[gothic-l] Re: Gothic Identity, was: Heyerdahl searching for Odin

dirk at SMRA.CO.UK dirk at SMRA.CO.UK
Thu May 31 06:58:08 UTC 2001


Hi Steve,

In my hurry yesterday I missed one of your points. You wrote:


"English language and
> culture extend over wide tracts of the world yet there is no
question of its
> place of origin or even the period of time with its constituent
elements
> coalesced into what we currently recognize as English."

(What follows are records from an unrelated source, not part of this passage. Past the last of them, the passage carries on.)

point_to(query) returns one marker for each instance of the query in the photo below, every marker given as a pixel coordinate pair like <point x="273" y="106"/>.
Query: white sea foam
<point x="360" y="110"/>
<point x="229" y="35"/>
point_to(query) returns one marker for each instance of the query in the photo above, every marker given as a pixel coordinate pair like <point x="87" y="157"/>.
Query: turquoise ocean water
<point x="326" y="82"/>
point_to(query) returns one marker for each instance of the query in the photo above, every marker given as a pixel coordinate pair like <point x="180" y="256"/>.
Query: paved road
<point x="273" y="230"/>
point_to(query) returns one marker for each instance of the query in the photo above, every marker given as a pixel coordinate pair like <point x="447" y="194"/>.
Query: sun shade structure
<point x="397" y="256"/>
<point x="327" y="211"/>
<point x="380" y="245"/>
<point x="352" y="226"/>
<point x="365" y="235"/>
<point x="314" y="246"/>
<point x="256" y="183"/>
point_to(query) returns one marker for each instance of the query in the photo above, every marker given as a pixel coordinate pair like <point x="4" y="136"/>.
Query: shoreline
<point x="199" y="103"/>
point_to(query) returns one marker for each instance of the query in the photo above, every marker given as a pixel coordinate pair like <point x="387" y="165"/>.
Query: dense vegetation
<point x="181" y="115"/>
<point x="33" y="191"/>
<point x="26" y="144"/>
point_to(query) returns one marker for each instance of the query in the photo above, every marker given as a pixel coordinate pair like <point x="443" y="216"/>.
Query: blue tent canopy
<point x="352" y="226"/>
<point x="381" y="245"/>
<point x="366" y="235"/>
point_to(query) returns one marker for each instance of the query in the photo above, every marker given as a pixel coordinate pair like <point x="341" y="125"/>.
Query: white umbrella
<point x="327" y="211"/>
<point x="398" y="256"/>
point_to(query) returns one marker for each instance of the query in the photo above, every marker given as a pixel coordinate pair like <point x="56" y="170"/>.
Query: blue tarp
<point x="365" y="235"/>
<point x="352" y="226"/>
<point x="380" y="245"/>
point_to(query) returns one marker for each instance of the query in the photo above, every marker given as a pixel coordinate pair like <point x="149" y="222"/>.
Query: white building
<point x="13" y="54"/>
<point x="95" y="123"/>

Clearly, we know a great deal about English language and culture, yet
when it comes to establishing the geographical origin of people who
were linguistically and culturally English the problems start to
mount.

Consider the following example. One English merchant family took
possession of the island of Antigua in the late 17th century and
brought in slaves from West Africa, who quickly adopted the English
language, played cricket and drunk Pimms at garden parties :-). Some
50 years later some of the decendants of the Slaves make an attempt to
settle on a neigbouring small island. The venture goes wrong, the
settlement dissappears after some years. Modern archaeologists and
historians trying to establish the **Origin** of these settlers find
evidence that they spoke English, played cricket and drunk Pimms at
garden parties and even their village was called Georgetown. So
clearly these were Englishmen and we know all about their
Anglo-Saxon-Romano-Celtic **origin**.

I am not saying that this example is directly analogous to the problem
of Gothic origin, but to establish the geographic/ethnic origin of
people who are 'tangible' only through their linguistic and perhaps
cultural characteristics is an almost impossible task.  Especially
since we are removed from the events by over 2000 years and we don't
even know if our understanding of Gothic would have meant anything to
the people who we belief to have been Goths.